А вот воспоминания о профессорстве Гоголя его товарища Чижова:

„Я познакомился с Гоголем тогда, как он был сделан адъюнкт-профессором в С. -Петербургском университете, где я тоже был адъюнкт-профессором. Гоголь сошелся с нами хорошо, как с новыми товарищами; но мы встретили его холодно. Не знаю, как кто, но я только по одному: я смотрел на науку черезчур лирически, видел в ней высокое, чуть-чуть не священное дело, и потому от человека, бравшагося быть преподавателем, требовал полного и безусловного посвящения себя ей.

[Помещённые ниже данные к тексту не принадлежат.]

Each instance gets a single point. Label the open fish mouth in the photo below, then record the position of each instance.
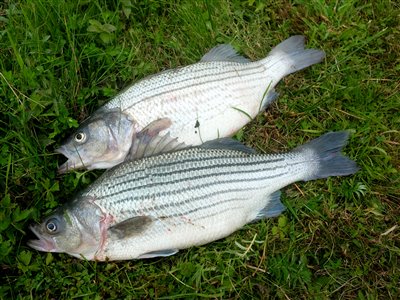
(42, 244)
(70, 164)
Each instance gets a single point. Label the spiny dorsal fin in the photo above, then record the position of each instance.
(149, 142)
(224, 52)
(227, 143)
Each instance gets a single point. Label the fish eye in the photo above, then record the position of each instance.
(51, 226)
(80, 137)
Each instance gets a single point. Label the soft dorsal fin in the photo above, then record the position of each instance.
(149, 142)
(223, 52)
(130, 227)
(161, 253)
(227, 143)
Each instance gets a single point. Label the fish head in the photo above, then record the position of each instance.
(100, 142)
(75, 232)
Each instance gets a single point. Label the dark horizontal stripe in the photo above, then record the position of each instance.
(193, 200)
(178, 191)
(156, 95)
(205, 207)
(186, 179)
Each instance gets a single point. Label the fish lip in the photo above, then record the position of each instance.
(69, 165)
(42, 243)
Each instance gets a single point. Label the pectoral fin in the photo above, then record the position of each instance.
(130, 227)
(166, 252)
(149, 142)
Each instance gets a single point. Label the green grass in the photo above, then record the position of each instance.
(338, 239)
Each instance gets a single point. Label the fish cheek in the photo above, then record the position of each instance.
(96, 146)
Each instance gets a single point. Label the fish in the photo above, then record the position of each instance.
(158, 205)
(184, 107)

Сам я занимался сильно, но избрал для преподавания искусство, мастерство (начертательную геометрию), не смея взяться за науку высшого анализа, которую мне тогда предлагали. К тому же Гоголь тогда, как писатель-художник, едва показался; мы, большинство, толпа, не обращали еще дельного внимания на его „Вечера на Хуторе“; наконец и самое вступление его в университет путем окольным отдаляло нас от него, как от человека. По всему этому сношения с ним у меня были весьма форменны, и то весьма редкия“.

Обратим внимание здесь кстати на выражение Чижова о том, что Гоголь поступил в университет „окольным путем“ и что на это товарищи его смотрели неодобрительно. Впрочем отзыв этот не совсем согласен с сообщением А. С. Никитенка о надменном обращении и тоне Гоголя с ректором, деканом и профессорами.